The gap is not new: Since 1990, Minnesota's African-American and Hispanic students have consistently scored well below whites in the National Assessment of Educational Progress.

Many attempts to close the gap have been launched. State Sen. Patricia Torres Ray is working on a plan to coordinate these efforts.

"The achievement gap affects so many people and the issue is so complex," she said. "People are desperate for action. This legislation would coordinate efforts and put the state to work fighting the achievement gap."

She said the state's school superintendents encouraged her to put the idea forward.

"We have tended to take the shotgun approach rather than having a concentrated effort against the achievement gap," said Charlie Kyte, executive director of the Minnesota Association of School Administrators. "We need to have all kids at all levels be successful and offer no excuses."

Under Torres Ray's bill, districts would submit plans to the Legislature to attack the gap using proven research and best practices. They would also provide a reliable way to measure results.

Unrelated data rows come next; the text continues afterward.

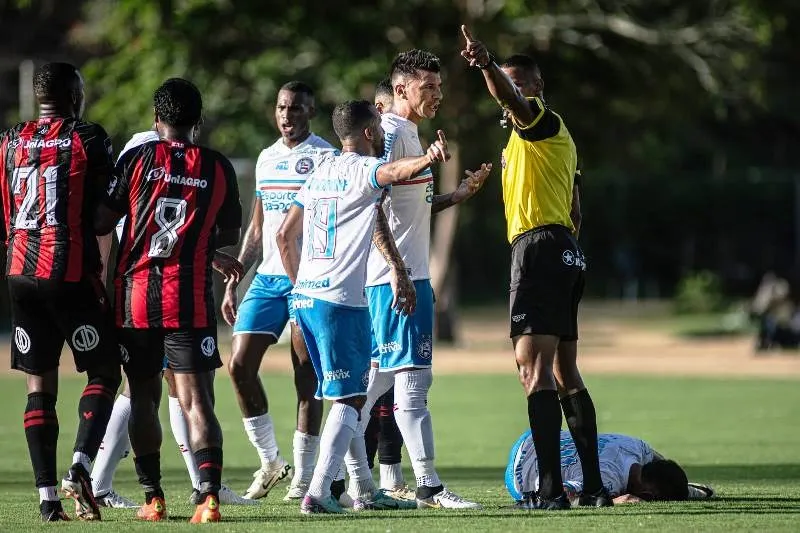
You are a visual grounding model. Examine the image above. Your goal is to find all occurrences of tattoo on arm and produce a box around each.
[372,204,405,270]
[431,193,456,215]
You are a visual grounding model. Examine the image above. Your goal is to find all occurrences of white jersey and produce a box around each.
[256,133,334,276]
[117,130,158,241]
[514,431,655,497]
[367,113,433,287]
[293,152,383,307]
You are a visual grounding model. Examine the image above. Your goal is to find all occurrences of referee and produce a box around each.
[461,26,612,510]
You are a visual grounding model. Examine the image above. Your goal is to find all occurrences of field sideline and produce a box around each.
[0,306,800,533]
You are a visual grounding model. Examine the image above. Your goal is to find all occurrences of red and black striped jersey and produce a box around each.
[0,118,113,281]
[106,141,242,328]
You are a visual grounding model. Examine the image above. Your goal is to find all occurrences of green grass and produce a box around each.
[0,375,800,533]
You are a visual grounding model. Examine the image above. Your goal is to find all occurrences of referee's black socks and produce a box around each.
[561,389,603,494]
[528,390,564,500]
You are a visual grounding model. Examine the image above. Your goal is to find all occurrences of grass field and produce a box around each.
[0,375,800,532]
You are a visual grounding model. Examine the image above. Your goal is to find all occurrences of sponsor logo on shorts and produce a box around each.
[378,341,403,355]
[292,298,314,310]
[295,278,331,289]
[119,344,131,363]
[72,324,100,352]
[561,250,586,270]
[200,335,217,357]
[417,333,433,359]
[322,369,350,381]
[14,328,31,353]
[294,157,314,174]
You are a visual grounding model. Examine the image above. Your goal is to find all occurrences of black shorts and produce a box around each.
[510,224,586,341]
[118,325,222,378]
[8,276,120,375]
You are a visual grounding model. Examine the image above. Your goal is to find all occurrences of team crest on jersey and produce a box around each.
[417,334,433,359]
[147,167,167,181]
[294,157,314,174]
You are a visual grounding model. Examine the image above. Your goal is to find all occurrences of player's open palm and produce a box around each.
[389,269,417,315]
[453,163,492,203]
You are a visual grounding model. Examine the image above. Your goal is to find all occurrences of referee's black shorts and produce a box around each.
[510,224,586,341]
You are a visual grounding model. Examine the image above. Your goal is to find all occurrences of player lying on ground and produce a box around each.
[92,129,256,509]
[505,430,714,509]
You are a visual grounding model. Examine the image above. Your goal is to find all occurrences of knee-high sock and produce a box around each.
[169,396,200,490]
[308,403,356,499]
[394,368,442,487]
[345,368,394,498]
[92,394,131,496]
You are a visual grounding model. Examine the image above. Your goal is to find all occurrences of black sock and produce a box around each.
[377,387,403,465]
[75,377,119,461]
[133,452,164,494]
[561,389,603,494]
[194,448,222,497]
[528,390,564,499]
[364,404,381,470]
[24,392,58,487]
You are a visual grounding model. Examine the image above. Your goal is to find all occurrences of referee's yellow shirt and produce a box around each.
[502,98,578,242]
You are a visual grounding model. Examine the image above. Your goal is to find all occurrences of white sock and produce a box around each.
[344,368,394,498]
[39,487,58,503]
[292,431,319,485]
[72,452,92,472]
[92,394,131,496]
[242,413,278,467]
[169,396,200,489]
[381,463,406,490]
[308,403,356,500]
[394,368,442,487]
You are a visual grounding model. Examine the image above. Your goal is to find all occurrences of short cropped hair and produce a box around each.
[500,54,539,72]
[331,100,376,141]
[389,49,441,83]
[33,63,80,99]
[281,80,314,98]
[642,459,689,501]
[153,78,203,127]
[375,78,394,98]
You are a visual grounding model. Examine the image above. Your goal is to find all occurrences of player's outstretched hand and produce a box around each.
[461,24,491,67]
[428,130,450,163]
[389,268,417,315]
[211,250,244,285]
[453,163,492,203]
[222,283,239,327]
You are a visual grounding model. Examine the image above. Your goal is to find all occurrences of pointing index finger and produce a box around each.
[461,24,473,44]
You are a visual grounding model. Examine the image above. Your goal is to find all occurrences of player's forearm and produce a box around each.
[372,205,406,270]
[431,193,458,214]
[481,60,535,124]
[238,226,264,274]
[376,154,433,185]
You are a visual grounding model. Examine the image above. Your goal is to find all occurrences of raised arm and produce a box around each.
[275,203,303,284]
[461,26,537,125]
[372,193,417,315]
[375,130,450,187]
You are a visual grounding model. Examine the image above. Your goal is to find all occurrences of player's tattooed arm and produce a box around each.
[461,26,542,125]
[431,163,492,214]
[275,203,303,285]
[239,197,264,280]
[372,201,417,315]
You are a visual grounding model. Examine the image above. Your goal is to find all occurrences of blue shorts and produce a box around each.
[233,274,294,339]
[366,279,433,371]
[294,295,370,400]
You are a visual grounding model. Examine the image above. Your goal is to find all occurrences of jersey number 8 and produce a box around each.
[147,198,186,258]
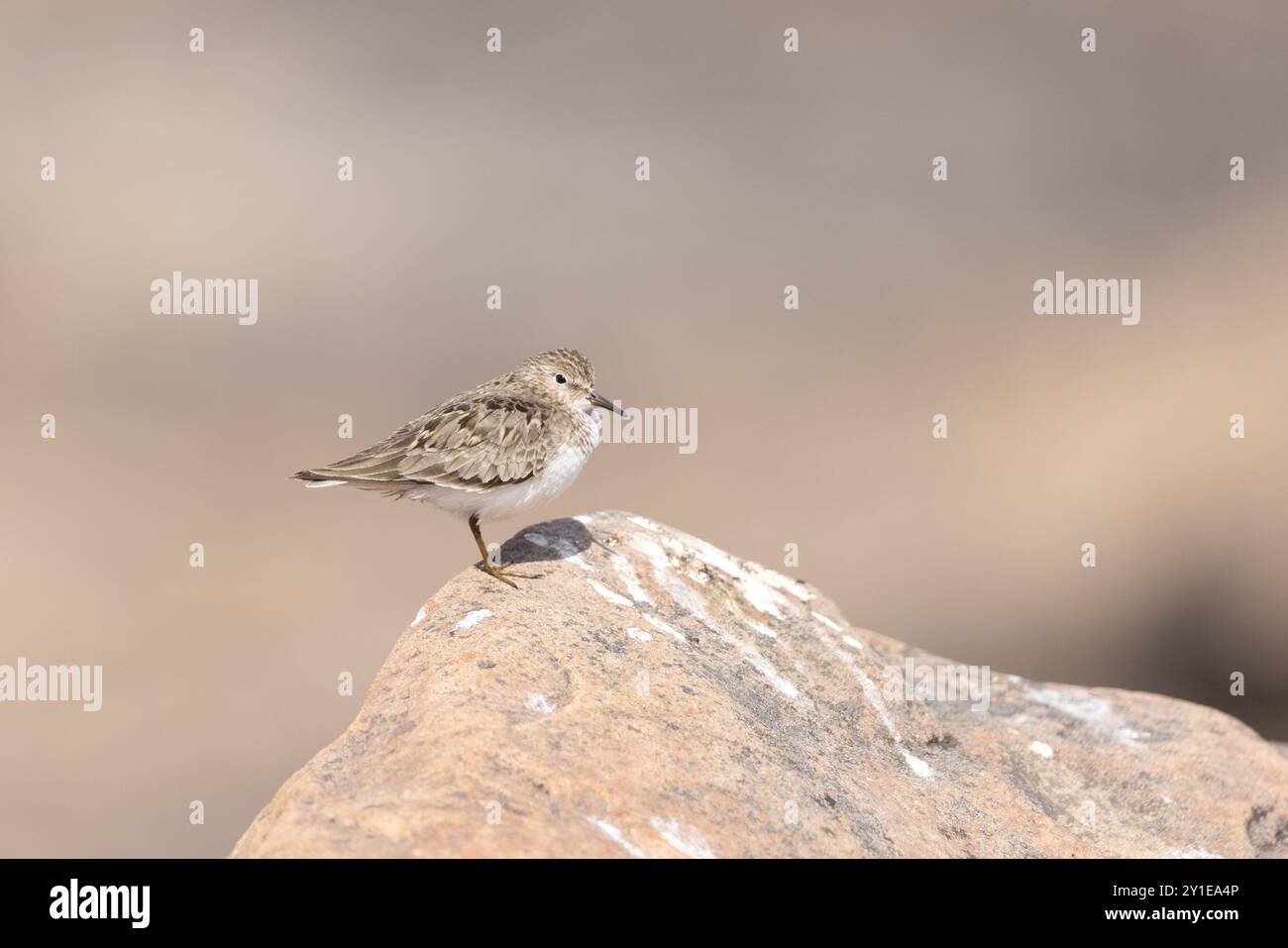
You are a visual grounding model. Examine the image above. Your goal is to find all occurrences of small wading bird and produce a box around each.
[292,349,622,588]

"There are all sorts of ways to increase educational achievement, but there's no way to measure the results," Torres Ray said. "There are different plans to deal with the achievement gap. We need a way to measure the results collectively."

The project would be voluntary, but districts that are accepted into the program would eventually get money to implement their plans - if the money's available. That's a big if.

"We're entering this process at a time when there's very limited funding," Torres Ray said. Her goal is to get enough money to begin the project this year. If it shows results, funding won't be a problem going forward, she added.

That's good news for superintendents. Most are facing funding problems of their own. "There are 300 districts in cutback mode," Kyte said. "Resources are a problem."

Torres Ray's proposal is based on a framework created by superintendents called Minnesota's Promise. The project, started in 2005, suggests 10 strategies to coordinate school improvements. "Each strategy offers a number of suggestions that can be accomplished at a state level, district level and the community level to help the process along," Kyte said.

The 10 strategies dovetail with Torres Ray's plan. "We will build on these strategies to plan a predictable and measurable way to address the problem built on proven research," she said.

Closing the achievement gap is vital to ensuring all Minnesota students have an opportunity to succeed.